Welcome and introductions by Janine Halka, Suza Husse, Julia Lazarus, Frederik Luszeit and Eva Storms
14.30 – 16 h
Collective readings in knowledge politics, transgressive pedagogies, and political imagination
Critical walks through the exhibition Undisciplinary Learning. Remapping The Aesthetics of Resistance: SPACE in three groups with the readers Claudia Firth, Stine Marie Jacobsen and Jessica Lauren Elizabeth Taylor
16.30 – 18.30 h
Outside in the Teaching Machine: Exercises and conversations in three groups with
Feminist health care group Berlin**, Rajkamal Kahlon and Ferdiansyah Thajib / Kunci Cultural Studies Center
18.30 – 19.30 h
Outside in the Teaching Machine: Closing discussion with the participants and all people of the day
*We can offer childcare for those who would like to attend with children. If you do, please let us know by Friday 11th of November by emailing kfs@district-berlin.com.
** For the exercises with the Feminist health care group Berlin please bring a yoga mat and/or a blanket if you can.
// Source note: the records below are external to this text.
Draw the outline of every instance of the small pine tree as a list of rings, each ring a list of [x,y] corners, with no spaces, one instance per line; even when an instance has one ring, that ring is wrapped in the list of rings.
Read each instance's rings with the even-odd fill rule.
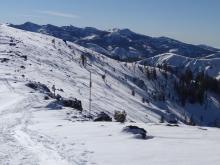
[[[53,95],[55,97],[56,96],[56,87],[55,87],[55,85],[52,86],[52,91],[53,91]]]
[[[165,72],[163,72],[163,76],[164,76],[164,78],[167,80],[168,79],[168,75],[167,75],[167,72],[165,71]]]
[[[132,94],[132,96],[135,96],[135,91],[134,91],[134,89],[132,89],[131,94]]]
[[[191,125],[191,126],[195,126],[196,125],[194,120],[193,120],[193,116],[191,116],[190,119],[189,119],[189,125]]]
[[[106,75],[105,74],[102,75],[102,79],[103,79],[103,81],[105,81],[105,79],[106,79]]]
[[[149,71],[148,67],[146,68],[146,74],[147,74],[148,80],[150,80],[151,76],[150,76],[150,71]]]
[[[161,115],[161,117],[160,117],[160,123],[164,123],[164,116],[163,115]]]
[[[52,39],[52,44],[55,44],[55,39]]]
[[[66,41],[65,39],[63,39],[63,42],[64,42],[65,44],[67,44],[67,41]]]
[[[153,69],[153,79],[154,80],[157,79],[157,71],[156,71],[156,69]]]
[[[215,119],[215,121],[214,121],[214,127],[219,127],[217,119]]]
[[[81,62],[84,67],[86,67],[86,56],[84,54],[81,55]]]
[[[203,116],[200,116],[200,122],[202,123],[204,121]]]

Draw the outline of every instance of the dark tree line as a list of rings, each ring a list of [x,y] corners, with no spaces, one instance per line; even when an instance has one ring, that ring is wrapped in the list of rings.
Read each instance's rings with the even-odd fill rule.
[[[157,71],[155,68],[145,68],[146,76],[149,80],[156,80],[157,79]]]
[[[187,69],[180,75],[179,80],[174,82],[174,89],[183,106],[187,101],[191,104],[203,104],[207,97],[207,91],[220,94],[220,81],[204,74],[204,72],[193,75],[192,71]]]

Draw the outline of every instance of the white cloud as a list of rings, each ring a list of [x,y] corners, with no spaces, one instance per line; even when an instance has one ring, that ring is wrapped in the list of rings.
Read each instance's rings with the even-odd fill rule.
[[[44,16],[40,15],[32,15],[32,14],[20,14],[18,17],[26,17],[26,18],[43,18]]]
[[[46,14],[50,16],[56,16],[56,17],[64,17],[64,18],[79,18],[78,15],[71,14],[71,13],[63,13],[63,12],[58,12],[58,11],[38,11],[41,14]]]

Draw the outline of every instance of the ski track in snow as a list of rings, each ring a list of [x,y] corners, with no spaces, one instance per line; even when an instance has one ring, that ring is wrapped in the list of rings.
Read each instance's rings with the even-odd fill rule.
[[[7,101],[10,100],[4,107],[0,107],[0,148],[4,146],[3,143],[9,143],[8,150],[0,152],[0,164],[86,164],[82,156],[78,160],[71,155],[66,157],[65,153],[59,153],[58,151],[66,150],[65,144],[28,130],[28,125],[31,124],[32,107],[38,98],[33,94],[22,95],[21,92],[15,91],[10,83],[7,79],[0,80],[1,88],[4,89],[4,91],[0,90],[0,96],[2,93],[7,93],[4,97]],[[74,149],[68,149],[74,152]],[[15,157],[19,160],[15,160]]]

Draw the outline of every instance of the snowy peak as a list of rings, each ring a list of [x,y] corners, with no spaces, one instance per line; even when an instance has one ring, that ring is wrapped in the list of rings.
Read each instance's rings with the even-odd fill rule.
[[[132,34],[135,34],[134,32],[132,32],[130,29],[118,29],[118,28],[113,28],[108,30],[110,33],[118,33],[120,35],[124,35],[124,36],[131,36]]]
[[[185,57],[203,57],[217,53],[217,49],[186,44],[167,37],[149,37],[132,32],[129,29],[115,28],[104,31],[92,27],[40,26],[30,22],[11,26],[75,42],[99,53],[105,52],[104,54],[108,57],[123,61],[137,61],[168,52],[175,52]],[[123,51],[118,53],[115,49]]]

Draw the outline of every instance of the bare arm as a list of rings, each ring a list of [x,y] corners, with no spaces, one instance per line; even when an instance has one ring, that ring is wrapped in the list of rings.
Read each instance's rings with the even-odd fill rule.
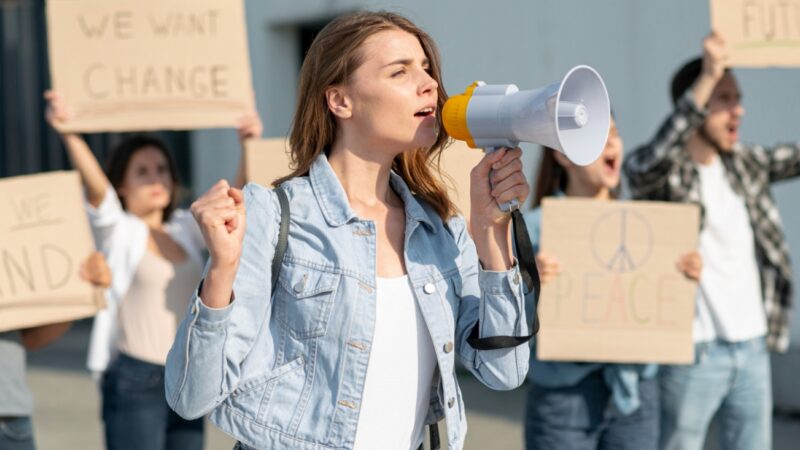
[[[528,198],[530,188],[522,174],[521,156],[519,148],[489,153],[470,174],[470,228],[484,270],[506,271],[515,263],[511,217],[497,205],[512,199],[524,204]]]
[[[28,351],[41,350],[63,336],[71,326],[72,322],[70,321],[26,328],[22,330],[22,345]]]
[[[111,270],[100,252],[93,252],[84,261],[81,265],[80,276],[97,287],[107,288],[111,285]],[[26,350],[40,350],[63,336],[70,327],[72,327],[72,321],[26,328],[22,330],[22,345]]]
[[[57,92],[47,91],[44,94],[48,103],[47,121],[54,129],[59,130],[60,126],[72,117],[69,105],[67,105]],[[105,197],[109,184],[103,168],[95,158],[92,150],[86,141],[75,133],[61,133],[64,146],[67,148],[72,166],[80,173],[83,185],[86,188],[86,196],[89,203],[95,208],[100,206]]]
[[[659,198],[676,164],[687,158],[686,142],[705,121],[711,94],[725,75],[728,49],[717,33],[703,40],[703,68],[691,90],[678,99],[655,137],[625,157],[623,170],[635,199]]]
[[[703,70],[692,86],[694,102],[700,108],[705,108],[711,99],[729,59],[730,50],[721,34],[714,31],[703,39]]]

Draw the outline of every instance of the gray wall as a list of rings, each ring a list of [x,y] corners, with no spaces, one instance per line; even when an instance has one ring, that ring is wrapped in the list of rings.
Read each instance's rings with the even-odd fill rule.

With a desire to re-think and co-investigate the “school” “teaching machine,” based on an understanding of education as a mode of political imagination and a field of experimentation, the symposium initiates a platform for approaches that might be understood within the context of the so-called “educational turn” (Irit Rogoff) in contemporary art, in which an urgent need for freedom in education, for new forms of collectivism and for alternative learning structures has found its expression. Gathering artists, activists, theorists, and educators to exchange strategies, processes, and methods of anti-hegemonic knowledge transfer and empowerment in art and education, the symposium unfolds in three experimental settings placed within the exhibition at District:
Collective readings in knowledge politics, transgressive pedagogies, and political imagination
The collective readings open a space for conversation based on the specific artistic and activist educational practices embodied and investigated by Claudia Firth, Stine Marie Jacobsen, and Jessica Lauren Elizabeth Taylor. The three readers will introduce their practice and research in relation to specific works in the exhibition Undisciplinary Learning. Remapping The Aesthetics of Resistance: SPACE and thus facilitate reflection, connection and critique on the herein presented aesthetics and languages, in which contemporary relations of emancipatory pedagogy, artistic practice, and political resistance can be experienced and reflected.
Outside in the Teaching Machine: Exercises and conversations
Named after the Gayatri Chakravorty Spivak’s book of the same title, the exercises and conversations in the format Outside in the Teaching Machine introduce alternative methodologies of knowledge production within and beyond artistic practices. Together with the Feminist health care research group Berlin, Rajkamal Kahlon, and Ferdiansyah Thajib / Kunci Cultural Studies Center the responsibility / ability to respond within learning and teaching is explored as a form of co-investigation in relation to the politics of the body and care, to history and solidarity, and to sustainability and togetherness as modes of emancipatory co-education.
Undisciplinary Learning is an art project manifesting in an interdisciplinary program of exhibitions, workshops, performances, and urban interventions that takes Peter Weiss’ novel. The Aesthetics of Resistance as an impetus to question the current politics of knowledge at the intersection of artistic, political, and pedagogical practices. Adopting an intersectional perspective on its historical expansion, its urban resonances in Berlin, and current fields of insurgency, Undisciplinary Learning suggests expanded readings and critical relocations of The Aesthetics of Resistance.